The whole multi-cluster acts as a single namespace for volume names; however, there is no uniqueness constraint enforced by StorPool. We thought long and hard on this decision, but decided at the end against enforcing it, as there is no way to guarantee the uniqueness in cases of connectivity or other disruption in communication between clusters without blocking local cluster operations. We believe that having the ability to work with a single cluster in the multi-cluster in all cases is far more important.

Naming approaches

This decision for having no uniqueness constraint places the burden of keeping the volume names unique on the integration. This can be handled in one of the following ways:

  • Never reuse a volume name, even when retrying a failed operation, or operation that has an unknown status (for example, timeout). So if the integration can guarantee this, the uniqueness constraint is satisfied.

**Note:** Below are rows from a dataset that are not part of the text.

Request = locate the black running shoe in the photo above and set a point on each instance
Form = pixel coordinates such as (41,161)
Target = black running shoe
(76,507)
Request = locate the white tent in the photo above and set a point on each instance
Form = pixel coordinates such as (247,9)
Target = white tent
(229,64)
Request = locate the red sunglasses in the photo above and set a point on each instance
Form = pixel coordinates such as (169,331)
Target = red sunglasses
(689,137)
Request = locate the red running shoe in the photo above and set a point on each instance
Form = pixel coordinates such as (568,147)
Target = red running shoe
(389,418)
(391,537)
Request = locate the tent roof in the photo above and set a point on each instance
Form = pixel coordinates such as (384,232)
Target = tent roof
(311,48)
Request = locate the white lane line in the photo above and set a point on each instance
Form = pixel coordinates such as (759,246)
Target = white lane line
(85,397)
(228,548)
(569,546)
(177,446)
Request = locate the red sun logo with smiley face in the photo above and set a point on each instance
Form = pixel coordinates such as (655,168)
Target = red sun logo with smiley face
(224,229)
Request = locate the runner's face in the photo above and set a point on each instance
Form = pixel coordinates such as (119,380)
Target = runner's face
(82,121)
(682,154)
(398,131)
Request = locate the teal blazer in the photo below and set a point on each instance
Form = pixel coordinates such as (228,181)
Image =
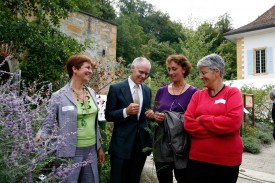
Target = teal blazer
(62,111)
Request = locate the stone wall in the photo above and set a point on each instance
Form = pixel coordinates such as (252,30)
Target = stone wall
(99,33)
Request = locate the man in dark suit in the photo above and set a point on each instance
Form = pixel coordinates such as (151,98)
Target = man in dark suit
(129,133)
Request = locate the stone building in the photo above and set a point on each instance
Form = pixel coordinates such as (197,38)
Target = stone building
(99,33)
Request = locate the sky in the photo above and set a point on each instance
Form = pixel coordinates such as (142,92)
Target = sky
(194,12)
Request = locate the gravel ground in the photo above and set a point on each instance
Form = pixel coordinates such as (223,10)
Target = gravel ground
(262,162)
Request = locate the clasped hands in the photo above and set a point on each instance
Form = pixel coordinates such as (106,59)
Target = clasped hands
(133,109)
(157,116)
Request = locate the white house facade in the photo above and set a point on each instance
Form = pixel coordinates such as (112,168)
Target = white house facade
(256,50)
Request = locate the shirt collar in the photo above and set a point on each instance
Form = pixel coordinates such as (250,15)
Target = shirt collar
(131,83)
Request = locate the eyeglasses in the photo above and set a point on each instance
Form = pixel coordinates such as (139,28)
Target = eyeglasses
(142,72)
(202,73)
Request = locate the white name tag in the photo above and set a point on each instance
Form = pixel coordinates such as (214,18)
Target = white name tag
(68,108)
(220,101)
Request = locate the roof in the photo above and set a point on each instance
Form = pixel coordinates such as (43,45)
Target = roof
(266,20)
(259,83)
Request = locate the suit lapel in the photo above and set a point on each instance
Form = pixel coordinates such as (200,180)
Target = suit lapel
(126,92)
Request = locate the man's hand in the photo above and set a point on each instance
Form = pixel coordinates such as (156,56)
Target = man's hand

  • Instead of providing a name during the “volume create” operation, set StorPool to create a name using the unique ID (globalId) that StorPool assigns and maintains for each volume.

    Such a volume is referred to as “nameless”. It can be created only using the VolumeCreate call from StorPool’s REST API, by providing an empty value for the ‘name’ parameter ("name":""). Volumes created this way appear in the volume list with a name starting with the “~” character, followed by the globalId of the volume; for example, ~abcd.b.t.

    This approach however represents a significant change to the way an integration works. We have chosen to move to this mode for our integrations as they are plugged in a complex management systems, for which we cannot guarantee will never reuse a volume name; for example, during a retry of a volume create operation.

    This also comes with a new directory /dev/storpool-byid holding symlinks to the /dev/sp-X devices, but using the globalId instead of using the volume names as in /dev/storpool.

Currently, all the integrations that support multi-cluster use global IDs, and no integration tries to guarantee name uniqueness.

Considerations

There are two more considerations related to naming. They have lower impact:

  • Volume move will recreate the volume in the target cluster with a template named as the one in the source cluster.

    So, every cluster in a multi-cluster must have all the templates created with the same names.

  • Different clusters in the multi-cluster should have the same names in each of the clusters, so that the remote cluster commands can be executed from any API endpoint with the same effect.

    Just for completeness, in each cluster the local cluster can also be (and should be) named, so a storpool cluster cmd NAME will work for it too.

Example with several volumes having the same name

Violating the uniqueness constraint will eventually result in data corruption for a given volume, so handling it is a must before considering the multi-cluster features. Here is a simple example of how data corruption will occur if there are two volumes with the same name:

  • Let’s assume the volume name in question is test.

  • There is one volume test in the source sub-cluster A with a VM working with it, and another volume test in the target sub-cluster B.

  • If you try to migrate the VM from cluster A to cluster B, the multi-cluster “volume attach” command will find the wrong volume test already existing in the target sub-cluster B, and will simply attach it to the client.

  • Thus, when the VM is migrated, the data in the test volume will be totally different, resulting in data corruption and VM crash.